[Gluster-users] Gluster usage scenarios in HPC cluster management

Erik Jacobson erik.jacobson at hpe.com
Fri Mar 19 15:03:20 UTC 2021


A while back I was asked to make a blog or something similar to discuss
the use cases the team I work on (HPCM cluster management) at HPE.

If you are not interested in reading about what I'm up to, just delete
this and move on.

I really don't have a public blogging mechanism so I'll just describe
what we're up to here. Some of this was posted in some form in the past.
Since this contains the raw materials, I could make a wiki-ized version
if there were a public place to put it.



We currently use gluster in two parts of cluster management.

In fact, gluster in our management node infrastructure is helping us to
provide scaling and consistency to some of the largest clusters in the
world, clusters in the TOP100 list. While I can get in to trouble by
sharing too much, I will just say that trends are continuing and the
future may have some exciting announcements on where on TOP100 certain
new giant systems may end up in the coming 1-2 years.

At HPE, HPCM is the "traditional cluster manager." There is another team
that develops a more cloud-like solution and I am not discussing that
solution here.


Use Case #1: Leader Nodes and Scale Out
------------------------------------------------------------------------------
- Why?
  * Scale out
  * Redundancy (combined with CTDB, any leader can fail)
  * Consistency (All servers and compute agree on what the content is)

- Cluster manager has an admin or head node and zero or more leader nodes

- Leader nodes are provisioned in groups of 3 to use distributed
  replica-3 volumes (although at least one customer has interest
  in replica-5)

- We configure a few different volumes for different use cases

- We use Gluster NFS still because, over a year ago, Ganesha was not
  working with our workload and we haven't had time to re-test and
  engage with the community.

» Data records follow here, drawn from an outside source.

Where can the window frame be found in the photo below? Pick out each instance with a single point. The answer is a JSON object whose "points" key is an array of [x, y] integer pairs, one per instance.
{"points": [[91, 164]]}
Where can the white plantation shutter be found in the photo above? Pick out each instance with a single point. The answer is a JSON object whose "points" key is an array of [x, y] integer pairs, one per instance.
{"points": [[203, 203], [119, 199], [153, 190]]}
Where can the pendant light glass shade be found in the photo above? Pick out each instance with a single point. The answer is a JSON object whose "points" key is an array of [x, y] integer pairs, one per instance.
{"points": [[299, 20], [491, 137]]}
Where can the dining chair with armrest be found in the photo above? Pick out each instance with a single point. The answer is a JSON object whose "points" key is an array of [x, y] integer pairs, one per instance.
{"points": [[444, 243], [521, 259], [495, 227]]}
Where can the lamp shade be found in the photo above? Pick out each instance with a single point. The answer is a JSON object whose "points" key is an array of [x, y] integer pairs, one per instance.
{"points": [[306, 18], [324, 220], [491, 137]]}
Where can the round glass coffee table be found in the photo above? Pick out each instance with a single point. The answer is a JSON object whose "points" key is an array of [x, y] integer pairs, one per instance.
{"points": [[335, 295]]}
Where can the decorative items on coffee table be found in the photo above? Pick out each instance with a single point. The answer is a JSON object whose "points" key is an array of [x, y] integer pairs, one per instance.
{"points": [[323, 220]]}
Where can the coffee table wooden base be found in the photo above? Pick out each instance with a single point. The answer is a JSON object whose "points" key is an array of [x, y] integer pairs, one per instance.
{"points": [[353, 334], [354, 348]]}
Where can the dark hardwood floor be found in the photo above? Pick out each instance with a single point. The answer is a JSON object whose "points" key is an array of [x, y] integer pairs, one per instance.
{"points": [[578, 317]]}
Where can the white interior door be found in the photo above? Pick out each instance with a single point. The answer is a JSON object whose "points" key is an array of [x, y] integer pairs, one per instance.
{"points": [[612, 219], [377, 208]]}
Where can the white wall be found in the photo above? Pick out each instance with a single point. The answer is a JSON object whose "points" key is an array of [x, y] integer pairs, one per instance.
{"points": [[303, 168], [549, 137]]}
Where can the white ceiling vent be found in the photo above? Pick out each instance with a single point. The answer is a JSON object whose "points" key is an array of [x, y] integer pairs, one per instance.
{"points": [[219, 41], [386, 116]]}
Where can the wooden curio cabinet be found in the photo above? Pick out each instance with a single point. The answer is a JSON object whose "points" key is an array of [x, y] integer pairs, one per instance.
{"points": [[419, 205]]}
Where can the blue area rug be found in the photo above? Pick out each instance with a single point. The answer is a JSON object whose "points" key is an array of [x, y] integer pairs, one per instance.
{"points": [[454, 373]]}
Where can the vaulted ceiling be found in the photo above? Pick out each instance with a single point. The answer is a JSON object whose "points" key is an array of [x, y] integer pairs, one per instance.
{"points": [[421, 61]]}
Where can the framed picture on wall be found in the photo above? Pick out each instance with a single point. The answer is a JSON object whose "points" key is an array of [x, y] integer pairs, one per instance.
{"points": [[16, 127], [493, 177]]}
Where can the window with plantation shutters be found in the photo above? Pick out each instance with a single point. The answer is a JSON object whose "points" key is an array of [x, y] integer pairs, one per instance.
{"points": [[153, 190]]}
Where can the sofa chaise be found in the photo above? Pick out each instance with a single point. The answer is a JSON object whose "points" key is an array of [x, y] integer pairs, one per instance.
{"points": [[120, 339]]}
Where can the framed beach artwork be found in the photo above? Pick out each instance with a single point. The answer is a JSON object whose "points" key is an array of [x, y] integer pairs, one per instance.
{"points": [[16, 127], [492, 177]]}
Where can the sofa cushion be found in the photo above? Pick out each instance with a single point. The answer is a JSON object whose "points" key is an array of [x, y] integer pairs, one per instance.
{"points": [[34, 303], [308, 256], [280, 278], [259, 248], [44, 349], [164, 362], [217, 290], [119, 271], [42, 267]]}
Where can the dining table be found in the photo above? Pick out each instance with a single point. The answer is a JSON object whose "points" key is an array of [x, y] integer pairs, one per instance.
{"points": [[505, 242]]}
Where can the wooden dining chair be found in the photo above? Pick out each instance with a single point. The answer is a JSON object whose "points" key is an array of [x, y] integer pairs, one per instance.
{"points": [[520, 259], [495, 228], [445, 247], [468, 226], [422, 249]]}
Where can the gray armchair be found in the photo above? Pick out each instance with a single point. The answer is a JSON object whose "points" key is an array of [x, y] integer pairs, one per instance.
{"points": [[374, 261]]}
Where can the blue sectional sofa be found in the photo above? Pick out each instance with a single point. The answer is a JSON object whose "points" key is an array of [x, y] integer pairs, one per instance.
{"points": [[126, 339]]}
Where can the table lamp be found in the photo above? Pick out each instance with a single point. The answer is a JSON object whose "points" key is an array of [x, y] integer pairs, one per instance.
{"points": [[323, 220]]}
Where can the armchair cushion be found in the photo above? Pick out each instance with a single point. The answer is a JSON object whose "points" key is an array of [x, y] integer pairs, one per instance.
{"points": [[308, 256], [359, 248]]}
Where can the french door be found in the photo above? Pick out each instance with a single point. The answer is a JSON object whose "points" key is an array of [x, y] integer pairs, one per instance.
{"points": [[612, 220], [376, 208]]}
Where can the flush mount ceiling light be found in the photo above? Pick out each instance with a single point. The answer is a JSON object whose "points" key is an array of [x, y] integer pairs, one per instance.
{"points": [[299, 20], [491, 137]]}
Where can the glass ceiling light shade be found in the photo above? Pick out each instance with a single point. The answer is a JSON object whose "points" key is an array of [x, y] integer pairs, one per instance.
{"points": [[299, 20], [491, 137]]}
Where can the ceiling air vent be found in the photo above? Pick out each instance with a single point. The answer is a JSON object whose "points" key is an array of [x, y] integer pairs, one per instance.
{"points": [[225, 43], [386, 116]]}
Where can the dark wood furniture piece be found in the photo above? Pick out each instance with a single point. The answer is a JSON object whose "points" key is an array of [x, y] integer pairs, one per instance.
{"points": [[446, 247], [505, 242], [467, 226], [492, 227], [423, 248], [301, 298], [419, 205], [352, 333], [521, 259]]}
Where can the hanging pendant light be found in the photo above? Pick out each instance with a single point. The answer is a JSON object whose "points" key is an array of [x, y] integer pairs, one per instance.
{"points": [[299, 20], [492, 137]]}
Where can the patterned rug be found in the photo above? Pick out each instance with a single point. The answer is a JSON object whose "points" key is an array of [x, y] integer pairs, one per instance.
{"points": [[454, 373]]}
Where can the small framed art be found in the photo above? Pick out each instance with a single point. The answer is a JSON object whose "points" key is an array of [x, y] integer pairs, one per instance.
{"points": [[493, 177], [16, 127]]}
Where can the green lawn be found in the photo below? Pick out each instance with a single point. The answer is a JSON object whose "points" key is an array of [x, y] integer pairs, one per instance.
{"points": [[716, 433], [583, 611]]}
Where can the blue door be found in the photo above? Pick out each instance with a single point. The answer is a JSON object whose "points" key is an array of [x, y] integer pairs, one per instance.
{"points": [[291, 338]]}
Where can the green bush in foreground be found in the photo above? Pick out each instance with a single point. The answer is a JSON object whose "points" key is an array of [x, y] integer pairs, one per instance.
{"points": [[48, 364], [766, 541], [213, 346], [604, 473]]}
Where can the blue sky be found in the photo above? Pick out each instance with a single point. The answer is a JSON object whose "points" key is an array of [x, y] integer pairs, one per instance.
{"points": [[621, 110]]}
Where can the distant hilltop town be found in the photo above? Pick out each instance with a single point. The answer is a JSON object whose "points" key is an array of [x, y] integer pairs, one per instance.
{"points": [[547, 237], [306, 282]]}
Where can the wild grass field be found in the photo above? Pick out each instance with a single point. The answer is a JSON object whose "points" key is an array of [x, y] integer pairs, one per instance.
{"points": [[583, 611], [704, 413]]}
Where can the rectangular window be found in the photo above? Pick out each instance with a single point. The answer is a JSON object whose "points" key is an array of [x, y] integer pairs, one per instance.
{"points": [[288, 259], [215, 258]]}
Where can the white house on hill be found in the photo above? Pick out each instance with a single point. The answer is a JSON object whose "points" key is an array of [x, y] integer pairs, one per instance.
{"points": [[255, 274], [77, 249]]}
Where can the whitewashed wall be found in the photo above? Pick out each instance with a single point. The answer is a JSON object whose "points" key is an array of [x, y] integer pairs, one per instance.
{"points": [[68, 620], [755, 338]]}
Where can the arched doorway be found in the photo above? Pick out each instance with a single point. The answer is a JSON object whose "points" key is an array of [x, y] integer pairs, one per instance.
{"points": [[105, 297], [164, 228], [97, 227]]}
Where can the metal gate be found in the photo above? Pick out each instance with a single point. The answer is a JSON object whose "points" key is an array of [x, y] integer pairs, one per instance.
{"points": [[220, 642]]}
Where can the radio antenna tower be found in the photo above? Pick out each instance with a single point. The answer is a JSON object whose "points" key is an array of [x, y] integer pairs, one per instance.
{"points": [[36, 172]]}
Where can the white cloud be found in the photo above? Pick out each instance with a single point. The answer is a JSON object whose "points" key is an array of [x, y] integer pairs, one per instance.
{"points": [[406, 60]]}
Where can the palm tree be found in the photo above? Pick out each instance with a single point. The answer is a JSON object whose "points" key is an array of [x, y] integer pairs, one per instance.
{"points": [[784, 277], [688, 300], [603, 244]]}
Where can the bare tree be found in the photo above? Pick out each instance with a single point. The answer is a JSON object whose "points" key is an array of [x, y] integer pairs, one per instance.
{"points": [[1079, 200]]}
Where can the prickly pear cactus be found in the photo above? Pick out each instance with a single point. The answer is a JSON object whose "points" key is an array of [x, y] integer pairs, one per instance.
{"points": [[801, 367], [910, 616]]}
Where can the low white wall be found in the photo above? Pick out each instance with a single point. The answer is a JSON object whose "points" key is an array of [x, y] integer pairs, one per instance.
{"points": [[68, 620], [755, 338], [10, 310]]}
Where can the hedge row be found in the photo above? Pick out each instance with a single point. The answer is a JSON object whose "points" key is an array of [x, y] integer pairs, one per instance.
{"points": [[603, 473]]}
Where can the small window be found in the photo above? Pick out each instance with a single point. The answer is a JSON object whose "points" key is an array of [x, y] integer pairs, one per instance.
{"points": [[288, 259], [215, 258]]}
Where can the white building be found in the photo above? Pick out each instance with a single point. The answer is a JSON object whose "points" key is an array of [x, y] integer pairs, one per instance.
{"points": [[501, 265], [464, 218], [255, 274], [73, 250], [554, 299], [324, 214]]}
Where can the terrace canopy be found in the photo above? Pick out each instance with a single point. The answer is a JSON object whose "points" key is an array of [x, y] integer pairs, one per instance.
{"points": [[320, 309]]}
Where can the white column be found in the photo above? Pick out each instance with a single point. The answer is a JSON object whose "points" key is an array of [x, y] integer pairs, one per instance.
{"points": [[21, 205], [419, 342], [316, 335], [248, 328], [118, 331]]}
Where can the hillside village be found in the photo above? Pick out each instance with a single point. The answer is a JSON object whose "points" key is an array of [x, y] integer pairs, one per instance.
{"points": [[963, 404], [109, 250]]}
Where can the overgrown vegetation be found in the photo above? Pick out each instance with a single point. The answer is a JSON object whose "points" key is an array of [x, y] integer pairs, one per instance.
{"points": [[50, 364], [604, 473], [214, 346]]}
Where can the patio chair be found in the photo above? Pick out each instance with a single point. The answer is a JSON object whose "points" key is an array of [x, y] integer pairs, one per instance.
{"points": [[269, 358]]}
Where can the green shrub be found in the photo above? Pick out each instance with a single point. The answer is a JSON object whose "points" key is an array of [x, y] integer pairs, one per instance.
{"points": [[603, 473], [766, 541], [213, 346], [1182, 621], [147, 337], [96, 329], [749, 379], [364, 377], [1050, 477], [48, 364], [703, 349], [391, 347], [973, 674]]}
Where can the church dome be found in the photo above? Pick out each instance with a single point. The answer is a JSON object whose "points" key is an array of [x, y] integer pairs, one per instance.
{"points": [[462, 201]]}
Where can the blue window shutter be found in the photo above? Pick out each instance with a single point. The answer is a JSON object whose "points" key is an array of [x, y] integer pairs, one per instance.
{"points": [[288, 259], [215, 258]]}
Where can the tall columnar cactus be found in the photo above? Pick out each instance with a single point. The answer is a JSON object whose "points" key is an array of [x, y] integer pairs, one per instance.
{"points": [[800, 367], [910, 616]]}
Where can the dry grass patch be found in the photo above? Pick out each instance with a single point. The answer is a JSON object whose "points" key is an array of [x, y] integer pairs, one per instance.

No blame - we would also owe making sure
  our settings are right.

- We use CTDB for a measure of HA and IP alias management. We use this
  instead of pacemaker to reduce complexity.

- The volume use cases are:
  * Image sharing for diskless compute nodes (sometimes 6,000 nodes)
    -> Normally squashFS image files for speed/efficiency exported NFS
    -> Expanded ("chrootable") traditional NFS trees for people who
       prefer that, but they don't scale as well and are slower to boot
    -> Squashfs images sit on a sharded volume while traditional gluster
       used for expanded tree.
  * TFTP/HTTP for network boot/PXE including miniroot
    -> Spread across leaders too due so one node is not saturated with
       PXE/DHCP requests
    -> Miniroot is a "fatter initrd" that has our CM toolchain
  * Logs/consoles
    -> For traditional logs and consoles (HCPM also uses
       elasticsearch/kafka/friends but we don't put that in gluster)
    -> Separate volume to have more non-cached friendly settings
  * 4 total volumes used (one sharded, one heavily optimized for
    caching, one for ctdb lock, and one traditional for logging/etc)

- Leader Setup
  * Admin node installs the leaders like any other compute nodes
  * A setup tool operates that configures gluster volumes and CTDB
  * When ready, an admin/head node can be engaged with the leaders
  * At that point, certain paths on the admin become gluster fuse mounts
    and bind mounts to gluster fuse mounts.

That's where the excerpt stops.